History

United States
- Name: Ganges
- Owner: W.S. Bullard, Boston
- Builder: Hugh R. McKay, East Boston
- Launched: 1854

United Kingdom
- Acquired: May 1863

General characteristics
- Class & type: Clipper
- Tons burthen: 1254 tons
- Length: 192 ft (59 m)
- Beam: 39 ft (12 m)
- Draft: 23 ft (7.0 m)

= Ganges (clipper) =

Ganges was an 1854 clipper ship built by Hugh R. McKay in East Boston. Although she was famed for a race with Flying Cloud and Bald Eagle, the race actually never took place.

==Captain George Blunt Wendell==
Her captain, George Blunt Wendell (1831–1881) of Portsmouth, New Hampshire, who had apprenticed in the counting house of Goodwin & Coues, was known for his business acumen, unlike many ship masters of the day, who were "found to be a thorough seaman and smart navigator, but a poor merchant."

==Tale of race with Flying Cloud and Bald Eagle==
The tale of Ganges race with Flying Cloud and Bald Eagle is an example of how a gripping sea story can have no basis in fact. Arthur H. Clark recounts it as follows:

In 1851, two of the fastest clippers, Flying Cloud and Bald Eagle, left Whampoa laden with tea just two or three days after the Ganges. Ganges appears to have beaten her two rivals to Anjer, in a strong southwestern monsoon, and arrived at the English Channel on 16 December.

On the following morning at daylight we were off Portland, well inshore and under short sail, light winds from the northeast, and weather rather thick. About 8 A.m. the wind freshened and the haze cleared away, which showed two large and lofty ships two or three miles to windward of us. They proved to be our American friends, having their Stars and Stripes flying for a pilot. Captain Deas at once gave orders to hoist his signals for a pilot also, and as, by this time, several cutters were standing out from Weymouth, the Ganges, being farthest inshore got her pilot first on board.

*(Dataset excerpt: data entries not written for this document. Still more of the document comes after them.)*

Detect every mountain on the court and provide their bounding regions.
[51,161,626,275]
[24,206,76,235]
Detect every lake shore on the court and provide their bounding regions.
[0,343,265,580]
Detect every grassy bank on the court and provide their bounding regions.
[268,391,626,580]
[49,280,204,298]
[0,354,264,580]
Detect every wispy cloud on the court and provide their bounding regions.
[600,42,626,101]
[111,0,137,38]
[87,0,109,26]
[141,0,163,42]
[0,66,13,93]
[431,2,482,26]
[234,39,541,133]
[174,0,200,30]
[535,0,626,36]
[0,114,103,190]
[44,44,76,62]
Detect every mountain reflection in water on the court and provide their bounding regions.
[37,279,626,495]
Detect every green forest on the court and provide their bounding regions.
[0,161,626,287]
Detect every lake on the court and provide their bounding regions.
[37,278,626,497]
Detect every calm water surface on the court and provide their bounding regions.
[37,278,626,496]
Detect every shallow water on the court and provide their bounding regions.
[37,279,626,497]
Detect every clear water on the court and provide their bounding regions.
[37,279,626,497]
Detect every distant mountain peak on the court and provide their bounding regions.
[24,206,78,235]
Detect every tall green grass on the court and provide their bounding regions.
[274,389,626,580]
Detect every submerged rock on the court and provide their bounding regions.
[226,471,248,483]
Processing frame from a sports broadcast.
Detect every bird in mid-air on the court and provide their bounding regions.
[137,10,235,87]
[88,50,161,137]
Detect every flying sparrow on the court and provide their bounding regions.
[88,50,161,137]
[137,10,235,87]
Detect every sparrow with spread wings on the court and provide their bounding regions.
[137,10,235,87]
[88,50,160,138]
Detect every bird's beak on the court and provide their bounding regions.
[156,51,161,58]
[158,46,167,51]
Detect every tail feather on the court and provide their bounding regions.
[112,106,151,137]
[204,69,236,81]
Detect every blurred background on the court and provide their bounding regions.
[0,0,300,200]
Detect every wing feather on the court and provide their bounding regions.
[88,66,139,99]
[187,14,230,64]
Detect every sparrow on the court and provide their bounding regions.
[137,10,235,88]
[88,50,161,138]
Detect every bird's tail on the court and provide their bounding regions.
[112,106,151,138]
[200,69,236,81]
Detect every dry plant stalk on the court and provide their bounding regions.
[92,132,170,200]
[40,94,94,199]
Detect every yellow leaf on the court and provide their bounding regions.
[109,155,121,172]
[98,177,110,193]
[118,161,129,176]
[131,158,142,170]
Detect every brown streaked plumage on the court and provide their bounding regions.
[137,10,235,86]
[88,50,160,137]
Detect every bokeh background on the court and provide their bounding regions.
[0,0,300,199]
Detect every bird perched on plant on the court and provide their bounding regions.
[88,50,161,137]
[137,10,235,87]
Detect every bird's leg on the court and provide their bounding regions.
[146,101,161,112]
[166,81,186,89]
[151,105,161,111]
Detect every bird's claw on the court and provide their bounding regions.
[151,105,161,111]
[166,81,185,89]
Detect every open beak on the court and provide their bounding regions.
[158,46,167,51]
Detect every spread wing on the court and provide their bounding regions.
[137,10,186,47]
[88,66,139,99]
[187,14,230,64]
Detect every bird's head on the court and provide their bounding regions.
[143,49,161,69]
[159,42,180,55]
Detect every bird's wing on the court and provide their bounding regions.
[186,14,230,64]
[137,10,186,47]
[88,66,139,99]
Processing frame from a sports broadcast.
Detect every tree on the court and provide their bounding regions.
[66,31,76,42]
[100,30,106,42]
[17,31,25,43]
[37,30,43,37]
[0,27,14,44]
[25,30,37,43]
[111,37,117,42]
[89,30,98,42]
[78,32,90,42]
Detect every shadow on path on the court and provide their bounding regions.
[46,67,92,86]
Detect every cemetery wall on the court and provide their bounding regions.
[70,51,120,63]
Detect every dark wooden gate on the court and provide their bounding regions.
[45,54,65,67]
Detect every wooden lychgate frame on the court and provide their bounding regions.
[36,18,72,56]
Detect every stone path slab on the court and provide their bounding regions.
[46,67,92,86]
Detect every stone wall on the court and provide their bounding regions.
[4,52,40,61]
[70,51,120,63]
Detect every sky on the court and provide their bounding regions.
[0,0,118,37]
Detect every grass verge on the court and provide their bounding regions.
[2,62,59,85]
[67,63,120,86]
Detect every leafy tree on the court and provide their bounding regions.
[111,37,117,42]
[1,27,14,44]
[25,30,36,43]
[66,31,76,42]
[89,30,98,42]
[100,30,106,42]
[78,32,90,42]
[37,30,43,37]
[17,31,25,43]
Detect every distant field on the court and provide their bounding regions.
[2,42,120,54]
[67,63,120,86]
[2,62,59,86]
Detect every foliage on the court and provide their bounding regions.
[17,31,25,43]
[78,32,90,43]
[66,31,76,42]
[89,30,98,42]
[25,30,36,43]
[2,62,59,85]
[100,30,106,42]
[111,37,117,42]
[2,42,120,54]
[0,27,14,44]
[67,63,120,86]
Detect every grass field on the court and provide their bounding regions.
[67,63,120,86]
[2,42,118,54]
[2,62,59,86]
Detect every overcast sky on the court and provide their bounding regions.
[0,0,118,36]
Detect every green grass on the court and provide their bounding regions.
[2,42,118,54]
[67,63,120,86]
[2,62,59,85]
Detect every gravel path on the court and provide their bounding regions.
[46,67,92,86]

I said that I would land in the pilot-boat and go to London by rail, and would report the ship that night or next morning at Austin Friars. (She was consigned to my firm.) The breeze had considerably freshened before I got on board the pilot cutter, when the Ganges filled away on the port tack, and Captain Deas, contrary to his wont, for he was a very cautious man, crowded on all small sails. The Americans lost no time and were after him, and I had three hours' view of as fine an ocean race as I can wish to see; the wind being dead ahead, the ships were making short tacks. The Ganges showed herself to be the most weatherly of the three; and the gain on every tack inshore was obvious, neither did she seem to carry way behind in fore reaching. She arrived off Dungeness six hours before the other two, and was in the London docks twenty-four hours before the first, and thirty-six hours before the last of her opponents.' "

However, the Ganges in question is identified in various sources as a British ship, not an American clipper.
Clark adds:
"It is always unpleasant to spoil a really good story, but in this instance I feel constrained to point out that the Flying Cloud arrived at San Francisco on August 31, 1851, after her famous passage of 89 days from New York; it is therefore difficult to understand how she could have sailed from Wampoa on the Canton River on or about September 1st of that year, as stated by Mr. Cowper; while the Bald Eagle was not launched until 1852."